Halte bus tidak seramai yang ia bayangkan sebelumnya, mungkin saja siswa lain hendak menunggu bus jurusan rumahnya di tempat ini. Namun nyatanya tidak, mata hazelnya menatap lekat-lekat objek yang barusaja keluar dari gerbang sekolah dengan tergesa-gesa, seragam putihnya hampir seluruhnya basah karena terguyur hujan yang semakin lebat. Seketika jantung Rey berdetak lebih cepat saat objeknya kali ini tidak sadar saat berjalan menuju halte tanpa melirik ke arahnya. Tangan Rey semakin mendingin, hatinya mencelos penuh rasa bersalah bercampur rindu. Ingin rasanya ia menjadikan objeknya menjadi sandarannya ketika ia jatuh, mungkin itu hanya paradigma hatinya saja.

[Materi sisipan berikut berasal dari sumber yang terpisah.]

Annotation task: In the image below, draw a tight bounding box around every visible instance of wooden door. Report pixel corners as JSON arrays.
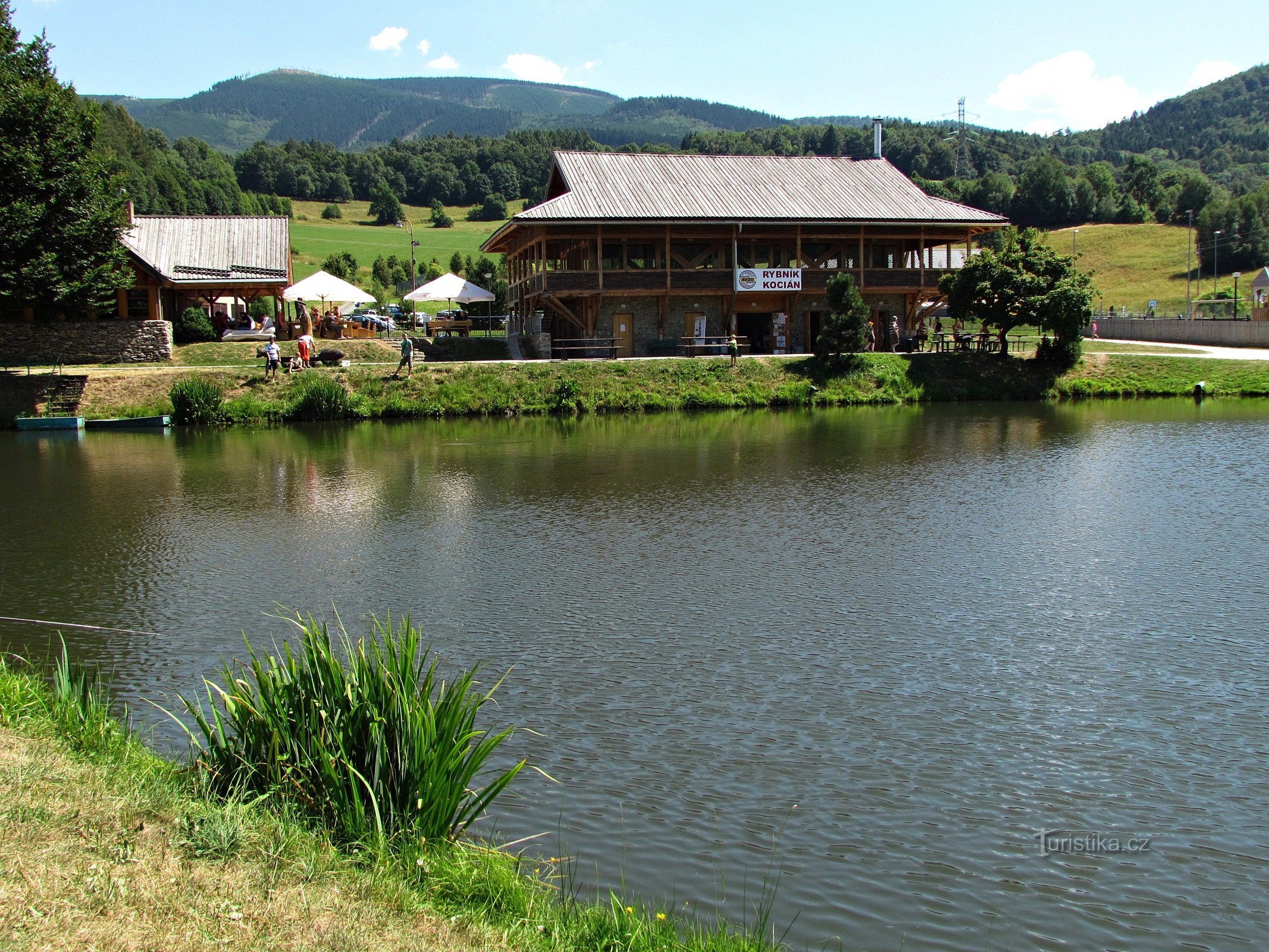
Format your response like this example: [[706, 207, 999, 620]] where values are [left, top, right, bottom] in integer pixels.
[[683, 311, 706, 337], [613, 311, 635, 356]]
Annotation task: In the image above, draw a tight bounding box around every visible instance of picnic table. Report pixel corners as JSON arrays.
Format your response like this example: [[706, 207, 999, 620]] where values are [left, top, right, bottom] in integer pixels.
[[681, 335, 748, 356], [551, 337, 617, 361], [428, 320, 472, 337]]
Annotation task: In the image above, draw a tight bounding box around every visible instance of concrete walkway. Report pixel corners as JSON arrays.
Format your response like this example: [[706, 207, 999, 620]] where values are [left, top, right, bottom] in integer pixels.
[[1084, 337, 1269, 361]]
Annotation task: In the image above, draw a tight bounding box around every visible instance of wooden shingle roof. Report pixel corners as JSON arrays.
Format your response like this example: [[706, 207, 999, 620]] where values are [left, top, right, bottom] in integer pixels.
[[514, 152, 1005, 226], [123, 215, 290, 284]]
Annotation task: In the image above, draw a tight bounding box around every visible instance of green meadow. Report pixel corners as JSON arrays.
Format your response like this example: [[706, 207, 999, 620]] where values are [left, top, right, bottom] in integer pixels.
[[290, 202, 524, 284]]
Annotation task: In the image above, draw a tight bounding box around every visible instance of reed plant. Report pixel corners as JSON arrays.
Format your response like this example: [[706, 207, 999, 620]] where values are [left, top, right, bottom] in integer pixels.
[[168, 374, 225, 422], [181, 616, 524, 847], [287, 371, 361, 420]]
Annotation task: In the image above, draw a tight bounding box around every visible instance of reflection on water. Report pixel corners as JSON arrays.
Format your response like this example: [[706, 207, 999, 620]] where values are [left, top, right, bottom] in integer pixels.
[[0, 401, 1269, 950]]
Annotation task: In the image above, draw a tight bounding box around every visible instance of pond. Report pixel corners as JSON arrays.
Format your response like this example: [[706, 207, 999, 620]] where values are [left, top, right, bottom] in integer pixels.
[[0, 401, 1269, 952]]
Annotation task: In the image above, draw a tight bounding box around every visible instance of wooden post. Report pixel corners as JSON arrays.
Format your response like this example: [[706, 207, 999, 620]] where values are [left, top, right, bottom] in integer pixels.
[[859, 225, 864, 288], [917, 225, 925, 291], [665, 223, 670, 295]]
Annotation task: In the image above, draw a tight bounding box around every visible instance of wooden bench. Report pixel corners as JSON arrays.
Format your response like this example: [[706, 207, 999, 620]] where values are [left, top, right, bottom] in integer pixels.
[[551, 337, 617, 361]]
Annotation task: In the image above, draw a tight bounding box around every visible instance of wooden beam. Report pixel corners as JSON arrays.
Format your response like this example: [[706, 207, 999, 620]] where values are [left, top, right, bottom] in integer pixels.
[[542, 295, 588, 334]]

Gadis di hadapannya barusaja sampai dengan berusaha menghentak-hentakan kakinya agar air di dalam sepatunya bisa keluar. Rey membeku di tempat saat gadis itu menatapnya sedikit terkejut. Sedetik kemudian gadis itu tersenyum sinis menghampiri Rey dengan tatapan penuh kerinduan. Tepat di hadapan Rey, gadis itu menyilangkan kedua tangannya di depan dada, menatap angkuh lelaki itu berusaha menghilangkan rasa rindu pada sorot matanya.
"Déjà vu."
Rey terdiam, hatinya terasa berdesir perih saat melihat sikap gadis di hadapannya yang kini berubah drastis, "Kenapa? Kaget?"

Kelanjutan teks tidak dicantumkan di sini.